To install and configure StoreFront, complete the following steps in order.
If you plan to use StoreFront to deliver XenDesktop, XenApp, or VDI-in-a-Box resources to users, ensure that the StoreFront server is joined to either the Microsoft Active Directory domain containing your users' accounts or a domain that has a trust relationship with the user accounts domain.
Optionally, if you plan to configure a multiple server StoreFront deployment, set up a load balancing environment for your StoreFront servers.
To use NetScaler for load balancing, you define a virtual server to proxy your StoreFront servers. For more information on configuring NetScaler for load balancing, see Load Balancing Traffic on a NetScaler.
For each StoreFront server, create individual HTTP or SSL load balancing services, as appropriate, using the StoreFront monitor type.
For more information, see Monitoring Citrix StoreFront Stores.
Configure the services to insert the client IP address into the X-Forwarded-For HTTP header of requests forwarded to StoreFront, overriding any global policies.
StoreFront requires users' IP addresses to establish connections to their resources. For more information, see Inserting the IP Address of the Client in the Request Header.
On the virtual server, configure persistence on the basis of source IP address.

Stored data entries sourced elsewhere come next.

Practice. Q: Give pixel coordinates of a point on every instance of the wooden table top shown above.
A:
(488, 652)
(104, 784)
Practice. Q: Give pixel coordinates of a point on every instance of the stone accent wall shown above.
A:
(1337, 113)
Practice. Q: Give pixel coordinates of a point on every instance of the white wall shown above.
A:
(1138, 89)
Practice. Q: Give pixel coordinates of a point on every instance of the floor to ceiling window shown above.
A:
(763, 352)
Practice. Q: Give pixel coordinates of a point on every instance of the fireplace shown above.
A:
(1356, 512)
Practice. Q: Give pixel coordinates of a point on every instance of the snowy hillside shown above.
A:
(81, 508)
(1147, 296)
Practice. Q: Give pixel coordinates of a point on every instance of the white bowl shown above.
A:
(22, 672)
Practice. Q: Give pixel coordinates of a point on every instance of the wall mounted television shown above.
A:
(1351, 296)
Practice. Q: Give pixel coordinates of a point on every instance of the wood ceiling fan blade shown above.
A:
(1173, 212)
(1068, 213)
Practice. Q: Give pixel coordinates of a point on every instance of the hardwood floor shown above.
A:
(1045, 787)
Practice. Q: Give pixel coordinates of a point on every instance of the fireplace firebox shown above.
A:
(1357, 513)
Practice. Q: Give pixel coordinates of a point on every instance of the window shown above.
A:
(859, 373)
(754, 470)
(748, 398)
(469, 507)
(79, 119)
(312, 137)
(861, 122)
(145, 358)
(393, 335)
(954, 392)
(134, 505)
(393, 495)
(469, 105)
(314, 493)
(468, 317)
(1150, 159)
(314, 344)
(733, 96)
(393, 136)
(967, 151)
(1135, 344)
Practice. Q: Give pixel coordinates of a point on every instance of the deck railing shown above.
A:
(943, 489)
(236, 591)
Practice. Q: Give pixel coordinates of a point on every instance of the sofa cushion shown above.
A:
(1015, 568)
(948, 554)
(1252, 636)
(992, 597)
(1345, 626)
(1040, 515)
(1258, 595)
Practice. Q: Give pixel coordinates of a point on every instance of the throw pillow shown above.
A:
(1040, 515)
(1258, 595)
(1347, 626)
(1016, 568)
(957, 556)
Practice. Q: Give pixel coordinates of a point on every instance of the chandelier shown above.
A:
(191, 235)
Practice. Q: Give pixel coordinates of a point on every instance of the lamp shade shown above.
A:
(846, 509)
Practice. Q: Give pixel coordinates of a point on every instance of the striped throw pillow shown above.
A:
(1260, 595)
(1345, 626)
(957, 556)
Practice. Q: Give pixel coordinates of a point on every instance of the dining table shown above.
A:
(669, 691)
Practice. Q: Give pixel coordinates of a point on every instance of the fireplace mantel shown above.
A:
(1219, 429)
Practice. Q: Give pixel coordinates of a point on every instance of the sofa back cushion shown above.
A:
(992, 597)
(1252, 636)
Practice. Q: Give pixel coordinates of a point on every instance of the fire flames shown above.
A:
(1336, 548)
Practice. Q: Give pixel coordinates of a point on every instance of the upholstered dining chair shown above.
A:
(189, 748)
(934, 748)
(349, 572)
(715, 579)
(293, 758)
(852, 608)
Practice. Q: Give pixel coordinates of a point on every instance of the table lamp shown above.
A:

Persistence ensures that only the initial user connection is load balanced, after which subsequent requests from that user are directed to the same StoreFront server. For more information, see Persistence Based on Source IP Address.
Optionally, enable the following features.
Optionally, enable the following roles and their dependencies on the StoreFront server.
On Windows Server 2012 servers:
Web Server (IIS) > Web Server > Application Development > .NET Extensibility 4.5, Application Initialization, ASP.NET 4.5, ISAPI Extensions, ISAPI Filters
On Windows Server 2008 R2 servers:
Web Server (IIS) > Web Server > Application Development > .NET Extensibility, Application Initialization, ASP.NET, ISAPI Extensions, ISAPI Filters
The StoreFront installer checks that all the features and server roles above are enabled.
Optionally, configure Microsoft Internet Information Services (IIS) for HTTPS if you plan to use HTTPS to secure communications between StoreFront and users' devices.
HTTPS is required for smart card authentication. By default, Citrix Receiver requires HTTPS connections to stores. You can change from HTTP to HTTPS at any time after installing StoreFront, provided the appropriate IIS configuration is in place.
To configure IIS for HTTPS, use the Internet Information Services (IIS) Manager console on the StoreFront server to create a server certificate signed by your domain certification authority. Then, add HTTPS binding to the default website. For more information about creating a server certificate in IIS, see http://technet.microsoft.com/en-us/library/hh831637.aspx#CreateCertificate. For more information about adding HTTPS binding to an IIS site, see http://technet.microsoft.com/en-us/library/hh831632.aspx#SSLBinding.
Ensure your firewalls and other network devices permit access to TCP port 80 or 443, as appropriate, from both inside and outside the corporate network. In addition, ensure that any firewalls or other devices on your internal network do not block traffic to any of the unassigned TCP ports.
When you install StoreFront, a Windows Firewall rule is configured enabling access to the StoreFront executable through a TCP port randomly selected from all unreserved ports. This port is used for communications between the StoreFront servers in a server group.